Mr. Zhuangyi Wang, Chairman and CEO, said, "The second quarter was a period in which we focused on improving efficiency in our business. Our existing stores opened for more than a year continued to show stable gross profit margin of 17.5% which helps support the ramp up period of our newer stores, which typically take longer to reach profitability.
"We plan to open 3 additional stores this year. Most of the new stores we will open in the future will be located in the Heilongjiang Province where we have stronger relationships with local vendors and the cost of goods is slightly lower than the other two provinces (Liaoning and Jilin) in which we operate.
"As our new store opening plan modifies from the first half of the year, we believe that preliminary new store opening expenses will decrease in the coming quarters as our total store sales rise, labor & utility costs stabilize and new store marketing expenses ease. For the remaining two quarters of 2012, we believe our gross margin will remain stable in the 17%-17.5% range, operating expenses as a percent of total revenue will move back into the 14%-15% range and we'll return to profitability with net income as a percent of total revenue in the 0.5%-1.0% range.
"As QKL expands its market presence in northeast China, we are uniquely positioned against our local competitors through our large product offering, strong supplier relationships, efficient distribution network and state-of-the-art IT system. We are comfortable with our opportunities in the second half of the year and believe we'll see an improvement in operating expenses and profit growth from the current quarter."

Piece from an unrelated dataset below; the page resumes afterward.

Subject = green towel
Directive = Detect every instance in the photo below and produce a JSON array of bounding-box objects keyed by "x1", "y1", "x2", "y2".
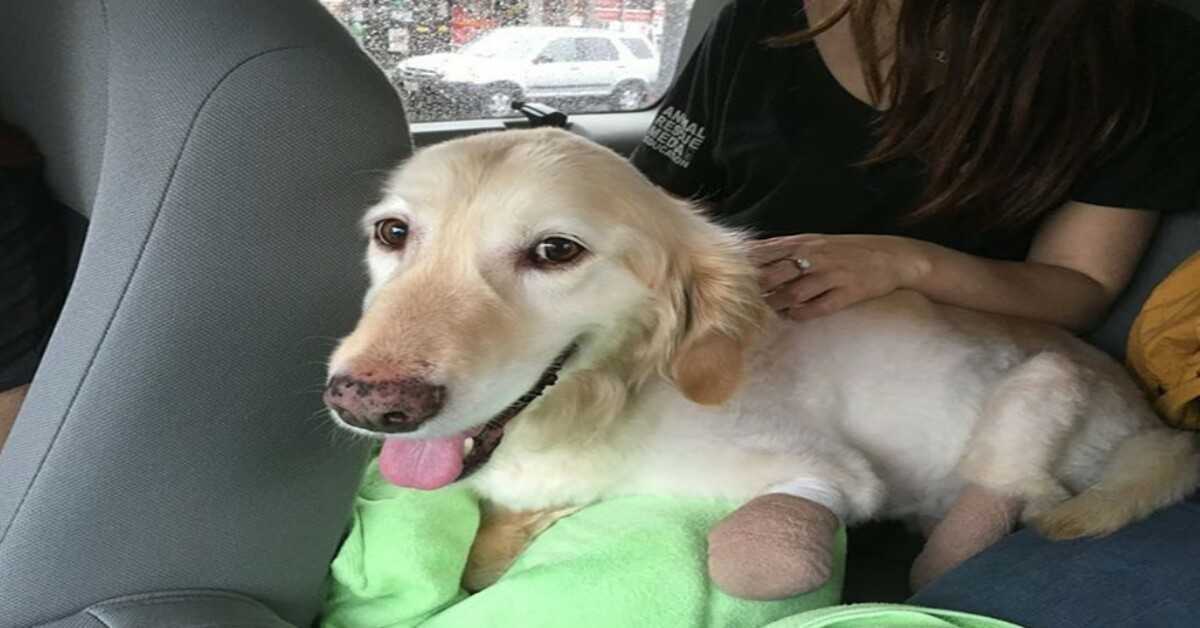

Second Quarter 2012 Financial Results
Revenue in the second quarter of 2012 decreased by 0.3% to $83.2 million from $83.5 million in the second quarter of 2011. Revenue performance reflected the growth of 46 comparable stores, which have been open for at least one year before the beginning of the comparison period, or by April 1, 2011, as well as sales generated from the opening of 7 new stores since April 1, 2011. Same-store sales were approximately $77.0 million in the second quarter of 2012, representing an increase of 3.6% from $74.3 million in the second quarter of 2011.The 7 new stores opened since April 1, 2011 generated approximately $6.2 million in the second quarter of 2012.
Gross profit decreased 0.4% year-over-year to $14.6 million, compared to $14.6 million in the prior year period. Gross margin for the second quarter of 2012 is likely to be between 17.0% and 17.5%. The change in gross profit was primarily attributable to net sales decreased by $0.2 million in the second quarter of 2012 compared to the second quarter of 2011.
Operating expenses decreased 1.4% to $14.5 million compared to $14.7 million in the prior year period. This was primarily a result of higher preliminary expenses for new stores in the prior year period.
The Company reported a net income of approximately $9,611, or $0.001 per diluted share, compared with net loss of $32,867, or $(0.003) per diluted share, for the same period in 2011. This increase was due to lower selling expenses related to new store openings in the second quarter of 2012.
As of June 30, 2012, the Company had $26.0 million in unrestricted cash and bank loans of $3,164,707, compared to $36.0 million as of June 30, 2011 with no bank loans.
As of June 30, 2012, the Company operated 53 stores totaling 286,000 sq. meters compared to 51 stores totaling 275,000 sq. meters in the prior year period.
As a result of the Reverse Stock Split, the number of outstanding shares of common stock of the Company was reduced to 10,527,637 shares. Fractional stockholdings were rounded up to the nearest whole number. Each shareholder's percentage ownership interest in the Company and proportional voting power remains unchanged after the Reverse Stock Split except for minor changes and adjustments resulting from rounding of fractional interests. The rights and privileges of the holders of common stock are substantially unaffected by the Reverse Stock Split.
Net cash provided by operating activities for the six month ended June 30, 2012 and 2011 was $22.4 million and $26.0 million, respectively. The decrease in cash provided by operating activities for the six month ended June 30, 2012 compared to the same period in 2011 primarily reflects net cash inflow caused by the increase in accrued expenses, and a decrease of inventories. The increase in accrued expenses was in line with the increase in operating expenses due to inflation and new store openings. The decrease of inventories was caused by reducing the inventories on hand after the peak Chinese New Year season. The decrease of other receivables is largely attributable to the recovery of money from vendors.